Perhaps I learned this unusual habit? Maybe I was trained to wait.
In proper society when one enters a room, the host introduces them. To meet someone else in the party, one must ask an elder or one of the families to introduce you. Otherwise you can view the vision that is unattainable. Even in the most sophisticated occasions we are separated by name, rank, and position.
Then one must learn how to make the move. You see someone who you feel you have made visual contact with. You know what I mean. You are sitting at a bar and you look over at another table at an attractive person and she looks back with a smile and a gleam in her eye. It doesn’t take much to get your attention. You try to go back to whatever you were doing before but you keep getting distracted. The second glance is like an invitation, so what are you waiting for?
I remember at dances how the boys would line one wall and the girls would line the opposite wall waiting to see who would make the first move. Once one of us crossed over the party began and we all loved it.

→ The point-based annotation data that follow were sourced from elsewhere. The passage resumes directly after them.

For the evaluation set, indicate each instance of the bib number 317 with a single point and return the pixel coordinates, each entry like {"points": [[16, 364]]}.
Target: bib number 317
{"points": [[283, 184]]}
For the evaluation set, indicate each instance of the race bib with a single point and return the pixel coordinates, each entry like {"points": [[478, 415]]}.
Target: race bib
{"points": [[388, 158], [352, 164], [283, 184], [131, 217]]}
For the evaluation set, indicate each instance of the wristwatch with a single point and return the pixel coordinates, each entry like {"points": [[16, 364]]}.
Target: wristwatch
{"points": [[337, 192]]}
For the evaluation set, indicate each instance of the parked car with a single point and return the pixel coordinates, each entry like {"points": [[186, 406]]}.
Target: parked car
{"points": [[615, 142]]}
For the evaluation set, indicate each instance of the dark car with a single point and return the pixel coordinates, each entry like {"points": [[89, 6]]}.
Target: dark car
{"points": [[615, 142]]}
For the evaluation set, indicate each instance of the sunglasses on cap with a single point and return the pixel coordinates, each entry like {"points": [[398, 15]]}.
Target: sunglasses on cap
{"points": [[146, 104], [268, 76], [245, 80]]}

So what are you waiting for? The question returns again and again and again, but the answer is what are you looking for?
The to-do list can wait till tomorrow or the day after or even to the next person because the basics are taken care of. The day-to-day life functions are steady and do not need any adjustments. Even most of the wants, needs, and desires have been accomplished so the question is; what are you waiting for?
Maybe it is like dating when you wait for the other person to invite you to become more familiar with their body? Maybe it is waiting until you have enough knowledge or experience or tenure with the company to ask for that raise? Maybe it is a fear of failing or a reaction to success.
I was always accused of not being spontaneous. I evaluate, contemplate, and ponder a thought before I act. Sometimes I wait too long and miss it. So what are you waiting for?
Perhaps it is a sense of self-doubt or a history of failure, but I know I over analyze problems. Even shopping, I see something I might “want” or “need” but do not buy it at the time. Instead I go home and think about it. Do I really need it? Will it really accomplish my list of necessaries?
Then I go back after convincing myself the purchase could be made logically in my mind, only to find that it had already been sold. I kick myself for the lost opportunity but rationalize it by the thought of next year’s items.
I think, now and then, about being spontaneous and traveling to a different place to meet another person totally unknown to me to start a new adventure. I could do this on-line and not know if I’m talking to a cute chick or a prison cellmate, so I wander on and don’t rock the boat as some say.
I never knew when things that changed my life were happening probably because I was waiting. So what are we waiting for?
Water to boil? Download a file? Getting there? These are all things we wait for. Somehow we accomplish the wait.